Aku menarik Mama ke kamarku. "Mama mandi dulu apa?" kata Mama.

"Nggak usah, kayak gini aja..." jawabku tak sabar.

"Maksud Mama, kalau sudah mandi, mainnya kan enak..." kata Mama sambil melepaskan dasternya.

Penisku sudah berdiri mengacung sebelum Mama melepaskan celana dalamnya. Sewaktu Mama melepaskan celana dalamnya, terlihat selembar pembalut yang sudah keriput menempel di celana dalam Mama.

"Mama haid...?" aku bertanya.

"Sepertinya mau, sudah waktunya sih, maka itu Mama siap-siap biar nggak bocor kemana-mana..." jawab Mama sambil naik ke tempat tidur.

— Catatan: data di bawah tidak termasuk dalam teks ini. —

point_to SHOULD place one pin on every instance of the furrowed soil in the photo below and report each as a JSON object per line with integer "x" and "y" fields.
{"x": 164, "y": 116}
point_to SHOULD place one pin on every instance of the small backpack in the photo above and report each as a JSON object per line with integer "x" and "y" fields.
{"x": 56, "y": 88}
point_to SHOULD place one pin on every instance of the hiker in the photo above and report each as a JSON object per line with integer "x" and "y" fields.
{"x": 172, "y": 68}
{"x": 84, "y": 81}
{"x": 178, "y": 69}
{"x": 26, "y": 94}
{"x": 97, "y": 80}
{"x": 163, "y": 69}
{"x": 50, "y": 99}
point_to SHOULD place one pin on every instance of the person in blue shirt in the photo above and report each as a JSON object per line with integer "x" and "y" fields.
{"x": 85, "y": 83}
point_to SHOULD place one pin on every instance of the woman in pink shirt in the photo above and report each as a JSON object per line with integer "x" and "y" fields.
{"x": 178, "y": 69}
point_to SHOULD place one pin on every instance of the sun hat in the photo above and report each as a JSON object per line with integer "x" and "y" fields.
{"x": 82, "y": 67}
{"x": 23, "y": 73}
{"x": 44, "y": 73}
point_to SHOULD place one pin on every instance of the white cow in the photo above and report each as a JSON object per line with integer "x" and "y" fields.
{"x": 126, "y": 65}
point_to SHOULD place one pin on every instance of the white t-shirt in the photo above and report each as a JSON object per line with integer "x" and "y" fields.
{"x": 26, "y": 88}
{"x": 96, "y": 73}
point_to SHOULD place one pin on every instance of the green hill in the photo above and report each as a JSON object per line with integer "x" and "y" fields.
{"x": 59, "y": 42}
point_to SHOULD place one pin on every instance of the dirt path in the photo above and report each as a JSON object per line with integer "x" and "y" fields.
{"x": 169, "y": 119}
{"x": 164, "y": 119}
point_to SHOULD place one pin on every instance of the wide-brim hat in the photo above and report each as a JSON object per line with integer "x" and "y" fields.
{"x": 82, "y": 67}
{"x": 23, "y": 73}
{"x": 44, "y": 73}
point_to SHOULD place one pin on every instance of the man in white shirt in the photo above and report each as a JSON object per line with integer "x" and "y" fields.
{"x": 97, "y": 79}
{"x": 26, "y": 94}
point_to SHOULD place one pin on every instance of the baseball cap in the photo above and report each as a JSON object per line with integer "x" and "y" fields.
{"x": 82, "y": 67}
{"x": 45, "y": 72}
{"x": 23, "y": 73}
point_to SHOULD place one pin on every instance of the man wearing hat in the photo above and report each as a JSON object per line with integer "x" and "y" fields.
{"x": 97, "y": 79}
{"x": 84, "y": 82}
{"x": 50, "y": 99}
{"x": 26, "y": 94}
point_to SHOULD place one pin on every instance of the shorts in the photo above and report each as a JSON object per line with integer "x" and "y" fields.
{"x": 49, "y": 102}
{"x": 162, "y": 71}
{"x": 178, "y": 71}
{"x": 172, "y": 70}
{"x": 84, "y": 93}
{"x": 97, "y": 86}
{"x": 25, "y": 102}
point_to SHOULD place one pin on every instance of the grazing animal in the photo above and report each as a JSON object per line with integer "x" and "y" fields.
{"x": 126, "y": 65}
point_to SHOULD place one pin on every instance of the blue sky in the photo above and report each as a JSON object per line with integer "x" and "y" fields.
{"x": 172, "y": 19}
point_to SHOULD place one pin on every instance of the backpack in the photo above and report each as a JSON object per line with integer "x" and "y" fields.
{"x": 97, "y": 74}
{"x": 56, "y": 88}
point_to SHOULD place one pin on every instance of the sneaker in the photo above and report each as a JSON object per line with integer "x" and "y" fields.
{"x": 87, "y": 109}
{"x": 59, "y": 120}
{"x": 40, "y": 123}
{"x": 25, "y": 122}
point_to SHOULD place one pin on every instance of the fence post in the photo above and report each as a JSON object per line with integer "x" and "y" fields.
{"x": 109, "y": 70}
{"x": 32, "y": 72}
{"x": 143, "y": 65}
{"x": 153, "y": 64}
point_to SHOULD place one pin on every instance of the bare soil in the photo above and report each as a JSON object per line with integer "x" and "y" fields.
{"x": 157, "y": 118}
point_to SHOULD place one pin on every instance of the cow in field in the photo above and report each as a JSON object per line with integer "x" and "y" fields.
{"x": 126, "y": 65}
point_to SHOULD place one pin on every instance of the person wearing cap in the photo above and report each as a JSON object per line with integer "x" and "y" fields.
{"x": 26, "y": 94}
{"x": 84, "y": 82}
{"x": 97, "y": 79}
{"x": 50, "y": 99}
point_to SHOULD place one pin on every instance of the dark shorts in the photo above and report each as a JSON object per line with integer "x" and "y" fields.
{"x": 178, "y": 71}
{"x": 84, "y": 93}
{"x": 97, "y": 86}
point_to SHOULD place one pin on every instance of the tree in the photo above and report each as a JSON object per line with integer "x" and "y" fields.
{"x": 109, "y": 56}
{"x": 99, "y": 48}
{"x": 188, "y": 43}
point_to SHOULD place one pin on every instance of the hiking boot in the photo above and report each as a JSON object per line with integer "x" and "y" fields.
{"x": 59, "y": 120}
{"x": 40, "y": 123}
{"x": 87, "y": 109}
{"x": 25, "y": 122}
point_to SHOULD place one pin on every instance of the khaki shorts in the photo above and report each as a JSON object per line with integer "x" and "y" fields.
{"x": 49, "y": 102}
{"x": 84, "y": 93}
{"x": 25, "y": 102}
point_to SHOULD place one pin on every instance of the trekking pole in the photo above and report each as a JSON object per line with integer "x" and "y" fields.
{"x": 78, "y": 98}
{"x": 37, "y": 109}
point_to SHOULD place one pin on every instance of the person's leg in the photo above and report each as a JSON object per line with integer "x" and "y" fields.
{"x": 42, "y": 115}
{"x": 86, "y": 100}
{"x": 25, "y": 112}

Karena Mama naik ke tempat tidur dengan posisi nungging, aku mencium belahan pantatnya.

Aku tidak peduli lagi dengan bau pantat Mama berhubung lagi napsu, apalagi kemudian Mama nungging pasrah menyerahkan pantatnya untukku.

Kusapu-sapu anus Mama yang mengeriput berwarna coklat tua itu dengan lidahku dan di sekelilingnya berkerut-kerut.

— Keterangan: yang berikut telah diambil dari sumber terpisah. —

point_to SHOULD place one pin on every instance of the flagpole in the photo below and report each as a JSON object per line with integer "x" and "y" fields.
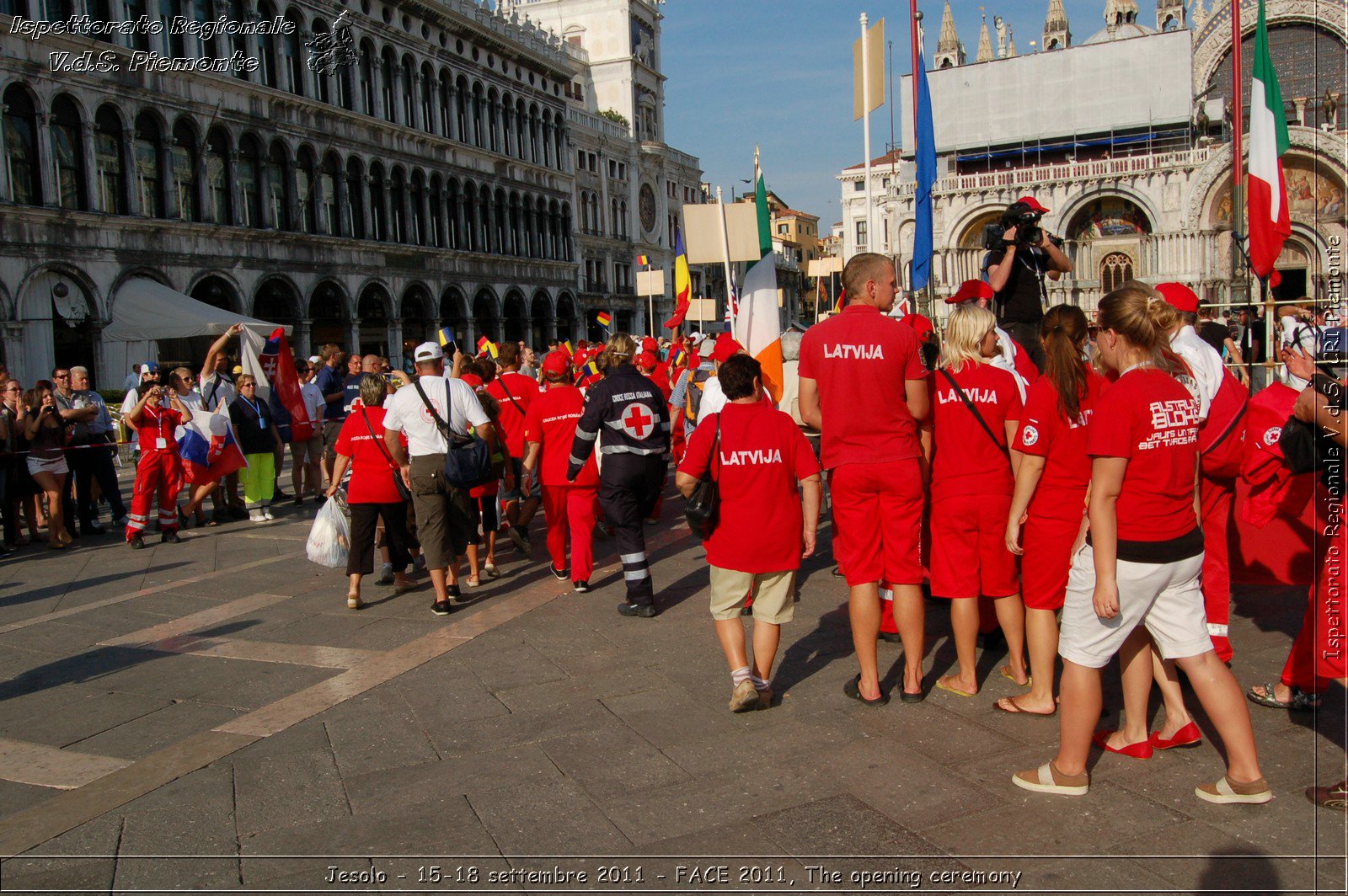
{"x": 866, "y": 131}
{"x": 725, "y": 258}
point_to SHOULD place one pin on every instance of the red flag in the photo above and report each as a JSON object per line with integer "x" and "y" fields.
{"x": 278, "y": 363}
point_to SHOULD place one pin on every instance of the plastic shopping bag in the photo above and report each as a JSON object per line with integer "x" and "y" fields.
{"x": 329, "y": 539}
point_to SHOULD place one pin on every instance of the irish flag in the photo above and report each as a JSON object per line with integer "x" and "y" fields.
{"x": 758, "y": 327}
{"x": 1270, "y": 221}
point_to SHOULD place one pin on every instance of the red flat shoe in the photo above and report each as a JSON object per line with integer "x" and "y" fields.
{"x": 1142, "y": 749}
{"x": 1186, "y": 736}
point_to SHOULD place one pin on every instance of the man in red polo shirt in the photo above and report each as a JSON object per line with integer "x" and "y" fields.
{"x": 863, "y": 387}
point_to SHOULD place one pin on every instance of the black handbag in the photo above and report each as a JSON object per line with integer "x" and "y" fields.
{"x": 468, "y": 462}
{"x": 404, "y": 492}
{"x": 704, "y": 504}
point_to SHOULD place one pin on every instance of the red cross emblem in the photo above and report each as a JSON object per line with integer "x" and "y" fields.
{"x": 638, "y": 422}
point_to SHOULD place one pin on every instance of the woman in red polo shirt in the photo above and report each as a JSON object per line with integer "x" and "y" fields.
{"x": 1051, "y": 493}
{"x": 1139, "y": 568}
{"x": 975, "y": 411}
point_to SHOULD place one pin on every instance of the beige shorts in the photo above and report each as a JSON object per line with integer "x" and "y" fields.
{"x": 773, "y": 595}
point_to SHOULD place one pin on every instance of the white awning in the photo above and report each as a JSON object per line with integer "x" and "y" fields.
{"x": 146, "y": 310}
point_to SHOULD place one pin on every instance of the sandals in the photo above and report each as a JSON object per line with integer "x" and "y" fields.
{"x": 1046, "y": 779}
{"x": 1300, "y": 702}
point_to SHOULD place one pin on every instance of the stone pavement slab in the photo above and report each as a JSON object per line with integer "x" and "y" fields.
{"x": 537, "y": 721}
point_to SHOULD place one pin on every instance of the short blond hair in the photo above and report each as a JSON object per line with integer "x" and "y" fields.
{"x": 964, "y": 332}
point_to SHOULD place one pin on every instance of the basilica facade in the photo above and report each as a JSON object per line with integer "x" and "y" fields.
{"x": 1126, "y": 138}
{"x": 433, "y": 179}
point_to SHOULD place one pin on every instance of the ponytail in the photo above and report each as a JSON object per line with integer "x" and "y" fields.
{"x": 1064, "y": 336}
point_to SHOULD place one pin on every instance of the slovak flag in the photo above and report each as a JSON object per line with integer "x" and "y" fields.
{"x": 280, "y": 365}
{"x": 209, "y": 449}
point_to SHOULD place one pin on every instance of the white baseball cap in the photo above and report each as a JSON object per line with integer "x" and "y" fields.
{"x": 428, "y": 352}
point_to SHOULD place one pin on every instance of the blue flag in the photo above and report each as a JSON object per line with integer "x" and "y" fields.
{"x": 925, "y": 152}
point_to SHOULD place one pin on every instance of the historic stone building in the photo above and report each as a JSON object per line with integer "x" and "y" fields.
{"x": 1127, "y": 141}
{"x": 431, "y": 182}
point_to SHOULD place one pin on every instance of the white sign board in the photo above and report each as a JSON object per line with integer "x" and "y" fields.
{"x": 703, "y": 232}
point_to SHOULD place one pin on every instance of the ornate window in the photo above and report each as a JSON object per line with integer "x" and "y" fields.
{"x": 1115, "y": 269}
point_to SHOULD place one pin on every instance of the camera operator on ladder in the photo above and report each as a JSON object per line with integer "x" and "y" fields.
{"x": 1021, "y": 256}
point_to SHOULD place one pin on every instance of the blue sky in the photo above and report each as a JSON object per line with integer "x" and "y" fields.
{"x": 779, "y": 73}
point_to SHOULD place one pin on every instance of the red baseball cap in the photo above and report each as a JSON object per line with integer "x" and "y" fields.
{"x": 1029, "y": 201}
{"x": 921, "y": 325}
{"x": 725, "y": 349}
{"x": 970, "y": 291}
{"x": 556, "y": 363}
{"x": 1179, "y": 296}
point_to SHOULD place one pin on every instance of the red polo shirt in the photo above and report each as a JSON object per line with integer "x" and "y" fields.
{"x": 860, "y": 360}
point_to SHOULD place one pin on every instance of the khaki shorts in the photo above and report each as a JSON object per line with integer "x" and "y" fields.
{"x": 773, "y": 595}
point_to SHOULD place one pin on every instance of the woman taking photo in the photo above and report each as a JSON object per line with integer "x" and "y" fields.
{"x": 1048, "y": 509}
{"x": 258, "y": 440}
{"x": 975, "y": 413}
{"x": 46, "y": 435}
{"x": 1139, "y": 568}
{"x": 372, "y": 492}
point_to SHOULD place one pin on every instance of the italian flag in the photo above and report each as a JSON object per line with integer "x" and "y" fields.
{"x": 1269, "y": 217}
{"x": 757, "y": 323}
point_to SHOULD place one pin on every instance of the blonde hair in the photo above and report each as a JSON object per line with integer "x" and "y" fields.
{"x": 619, "y": 349}
{"x": 1142, "y": 317}
{"x": 964, "y": 332}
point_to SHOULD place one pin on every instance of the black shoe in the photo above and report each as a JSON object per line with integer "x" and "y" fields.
{"x": 853, "y": 689}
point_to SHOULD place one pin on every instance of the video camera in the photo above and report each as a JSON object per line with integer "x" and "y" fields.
{"x": 1026, "y": 222}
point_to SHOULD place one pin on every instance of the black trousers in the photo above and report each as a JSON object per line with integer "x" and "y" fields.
{"x": 364, "y": 519}
{"x": 94, "y": 464}
{"x": 629, "y": 487}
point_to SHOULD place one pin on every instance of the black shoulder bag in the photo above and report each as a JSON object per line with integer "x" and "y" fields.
{"x": 974, "y": 410}
{"x": 404, "y": 492}
{"x": 468, "y": 462}
{"x": 704, "y": 504}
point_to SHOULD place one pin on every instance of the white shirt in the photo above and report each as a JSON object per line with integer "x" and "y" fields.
{"x": 1204, "y": 363}
{"x": 408, "y": 414}
{"x": 313, "y": 401}
{"x": 224, "y": 392}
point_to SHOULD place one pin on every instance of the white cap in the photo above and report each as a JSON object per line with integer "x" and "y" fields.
{"x": 428, "y": 352}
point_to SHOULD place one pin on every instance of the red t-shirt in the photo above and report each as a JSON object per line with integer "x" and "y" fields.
{"x": 157, "y": 424}
{"x": 1152, "y": 419}
{"x": 371, "y": 475}
{"x": 512, "y": 419}
{"x": 1045, "y": 431}
{"x": 552, "y": 422}
{"x": 860, "y": 360}
{"x": 761, "y": 457}
{"x": 964, "y": 460}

Tubuh Mama sudah seperti menjadi kepunyaanku, bukan hanya kepunyaan Papa saja.

Mama kemudian terlentang membentangkan pahanya seluas-luasnya menyerahkan vaginanya untuk kujilat.

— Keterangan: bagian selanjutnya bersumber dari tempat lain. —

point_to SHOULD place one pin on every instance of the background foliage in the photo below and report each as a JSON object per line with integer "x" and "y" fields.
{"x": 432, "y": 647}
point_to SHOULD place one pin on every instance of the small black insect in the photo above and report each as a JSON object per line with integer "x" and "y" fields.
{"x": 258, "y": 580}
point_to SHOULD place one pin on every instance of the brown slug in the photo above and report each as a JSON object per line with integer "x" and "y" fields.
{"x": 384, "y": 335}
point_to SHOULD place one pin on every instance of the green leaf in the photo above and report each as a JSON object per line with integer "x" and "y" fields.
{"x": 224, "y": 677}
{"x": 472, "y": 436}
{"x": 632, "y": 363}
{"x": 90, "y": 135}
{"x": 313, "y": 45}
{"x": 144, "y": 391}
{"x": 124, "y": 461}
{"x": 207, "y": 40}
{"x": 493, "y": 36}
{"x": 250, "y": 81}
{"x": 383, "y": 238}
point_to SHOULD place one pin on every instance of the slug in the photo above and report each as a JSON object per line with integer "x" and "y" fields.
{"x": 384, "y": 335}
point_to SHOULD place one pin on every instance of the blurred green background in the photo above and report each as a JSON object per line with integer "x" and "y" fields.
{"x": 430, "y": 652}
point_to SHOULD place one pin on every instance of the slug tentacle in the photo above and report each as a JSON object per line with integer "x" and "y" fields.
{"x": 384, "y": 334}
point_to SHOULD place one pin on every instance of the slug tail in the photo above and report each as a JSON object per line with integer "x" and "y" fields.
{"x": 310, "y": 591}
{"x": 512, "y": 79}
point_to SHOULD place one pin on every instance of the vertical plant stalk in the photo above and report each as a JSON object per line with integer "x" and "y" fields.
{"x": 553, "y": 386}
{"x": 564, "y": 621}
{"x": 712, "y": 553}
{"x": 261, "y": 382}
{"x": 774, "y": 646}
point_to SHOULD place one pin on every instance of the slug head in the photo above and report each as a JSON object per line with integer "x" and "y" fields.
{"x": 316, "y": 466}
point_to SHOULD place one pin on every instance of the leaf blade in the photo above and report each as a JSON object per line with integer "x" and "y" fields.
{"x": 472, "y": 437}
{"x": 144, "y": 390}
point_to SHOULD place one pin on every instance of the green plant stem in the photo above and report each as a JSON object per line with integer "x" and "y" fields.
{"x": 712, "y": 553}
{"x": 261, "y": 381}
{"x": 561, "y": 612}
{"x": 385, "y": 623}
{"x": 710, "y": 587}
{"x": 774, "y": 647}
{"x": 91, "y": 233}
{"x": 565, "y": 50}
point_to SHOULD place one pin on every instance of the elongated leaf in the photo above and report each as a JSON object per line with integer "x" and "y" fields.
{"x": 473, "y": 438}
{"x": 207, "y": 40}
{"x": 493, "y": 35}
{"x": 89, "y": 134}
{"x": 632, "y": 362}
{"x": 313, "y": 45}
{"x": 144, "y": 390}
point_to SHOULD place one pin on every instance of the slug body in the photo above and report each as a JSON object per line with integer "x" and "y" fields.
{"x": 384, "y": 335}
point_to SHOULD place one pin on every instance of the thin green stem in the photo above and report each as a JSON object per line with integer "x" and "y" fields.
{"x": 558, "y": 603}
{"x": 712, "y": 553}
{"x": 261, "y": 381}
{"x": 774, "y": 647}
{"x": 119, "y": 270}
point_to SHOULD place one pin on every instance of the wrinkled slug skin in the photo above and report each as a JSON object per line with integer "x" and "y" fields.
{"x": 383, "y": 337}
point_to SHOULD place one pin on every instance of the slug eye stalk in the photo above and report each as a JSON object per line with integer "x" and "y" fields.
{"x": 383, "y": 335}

Bau amis dan anyir vagina Mama sudah kuanggap sebagai penyedap rasa untuk membangkitkan napsu lelakiku.

Vagina tanpa bau tersebut, serasa langit gelap tak berbintang, atau sayur hambar tanpa penyedap rasa.

Mama berbaring diam menikmati. Dari depan vaginanya, lidahku menyelinap masuk ke lubang vaginanya yang terasa penuh dengan lendir yang terasa hambar.

Kuputar-putar lidahku seperti mengebor hingga ujung lidahku menyentuh rahimnya, Mama menggelinjang. Pinggang Mama meliuk, pantatnya terangkat-angkat.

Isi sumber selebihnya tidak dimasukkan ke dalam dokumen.